Bad Actors

by Carroll McCormick

QUEBEC CITY, Que. –‘Twas two nights before this Christmas past in Quebec City. A fully-loaded snow removal truck steamed full tilt through a red light andT-boned a cop car, injuring two officers. Less than two weeks before that, a snow removal truck flattened a woman outside a pizza joint.

“Snow removal trucks don’t respect the highway code,” declares carrier enforcement officer Arnold Yetman, based in Montreal-West-Laval. He works for Controle routier Quebec, whose officers have their fingers on the pulse of this province’s highway code enforcement and safety.

Mind you, some people, with fantasies of immortality or pedestrian rights (this is Montreal, after all) wander into the streets without looking. Some car drivers tear around like fools. “You see three snow removal vehicles travelling abreast and a car trying to squeeze by. This is a good way to get crushed,” Yetman says.

No-one is saying that all snow removal operators are criminals, rogues and bores. But what’s with the speed (both kinds), burned red lights, shovel attacks, squashed pedestrians, expired licences, overweight loads and the recently-reported concern that moonlighting city employees are blowing their hours-of-service?

Controle routier Quebec only got the tip-off about this last shenanigan early last December: Following the deaths of three pedestrians who tangled with snow removal trucks in Montreal in February 2009, and more accidents elsewhere, the agency had called a meeting of representatives of breakaway Montreal Island cities (aka boroughs) to discuss safety issues.

“It was just before the first big snowstorm,” recalls Yetman. “We had already spoken with the City of Montreal. For the first time, we heard a lot of stories about city employees (moonlighting). The representatives just brought it up, saying things like, ‘My employee leaves work and then I see him two hours later driving snow to the city dump. I don’t want him coming back the next day and having an accident with our heavy vehicle.

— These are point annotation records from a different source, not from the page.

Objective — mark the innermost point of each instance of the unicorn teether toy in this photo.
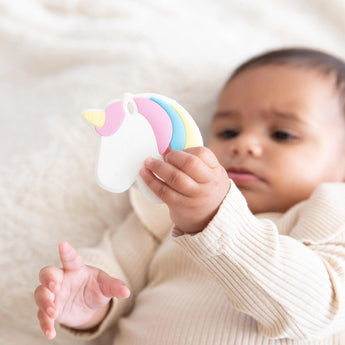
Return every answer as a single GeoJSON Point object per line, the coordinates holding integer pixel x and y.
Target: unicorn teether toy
{"type": "Point", "coordinates": [133, 129]}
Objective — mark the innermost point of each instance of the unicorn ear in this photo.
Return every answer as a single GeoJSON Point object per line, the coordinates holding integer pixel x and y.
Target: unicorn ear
{"type": "Point", "coordinates": [95, 117]}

What can we do about this?'”

According to Yetman, lots of city employees are moonlighting for independent snow removal companies and possibly exceeding their hours-of-service.

“We told the cities that if they have suspicions, all they have to do is give us the name of the driver and the company. We can go into the company and ask for his file, verify the number of hours, go back to the city and use its files to calculate the total hours. We can go into any transportation company without a warrant and ask for documentation. They can’t refuse.”

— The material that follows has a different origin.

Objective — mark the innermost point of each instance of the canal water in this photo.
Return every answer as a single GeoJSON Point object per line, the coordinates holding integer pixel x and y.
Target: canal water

This is just the latest in a longish list of naughtiness and nastiness by some snow removal companies, drivers and even over-eager city employees. City employees on the ground have been known to instruct snow blower operators to overfill trucks. Some companies want to overload their rigs because they are on fixed-rate contracts. The more they pile on, the faster they finish.

When a carrier enforcement officer finds that a truck is overweight (in an early-January blitz, for example, Controle routier Quebec had portable scales on-hand at snow dump sites) it is going nowhere until enough snow is removed to make it legal.

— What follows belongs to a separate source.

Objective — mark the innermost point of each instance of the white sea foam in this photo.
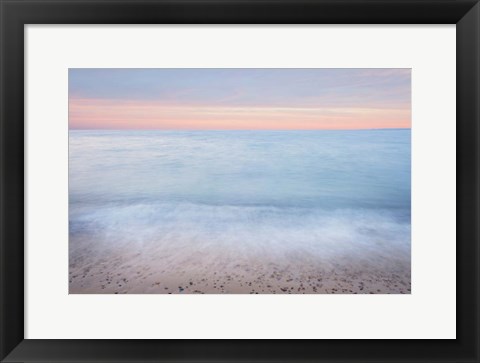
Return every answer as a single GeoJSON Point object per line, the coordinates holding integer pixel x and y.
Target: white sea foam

“The drivers yell at us. A lot of the time the company won’t send a loader to transfer the load to another truck, so the driver has to do it by hand,” Yetman says.

Snow removal companies under contract to cities do not need special permits, but private operators, say for homes and shopping malls, do.

“New companies, especially, tend not to get special permits. They hate us because we not only fine them, but we take their vehicles off the road until they get the special permits and auxiliary equipment,” Yetman says.

Getting stopped for one thing can lead to other embarrassing discoveries, such as the odd driver who is a wanted criminal, or holds a suspended driver’s licence. “Woops! We seize your vehicle for 30 days,” Yetman says.

Some drivers use drugs to keep them alert, if not necessarily competent to drive. A year or so ago a company owner, or boss, cranked because Controle routier Quebec stopped one of his drivers for an infraction, attacked Yetman with a shovel.

“We subdued and cuffed him. He had a bag of speed on him, and was probably himself on speed. The quantity seemed to be more than for personal use. He was probably supplying his drivers,” Yetman relates.

For companies unsure of the rules, Yetman strongly suggests they bypass the regular police and go directly to Controle routier Quebec for advice.

“We are the one agency that combines all the laws and safety together. We know everything. We are the best person to speak to when you want to be within the law, when putting a vehicle on the road.”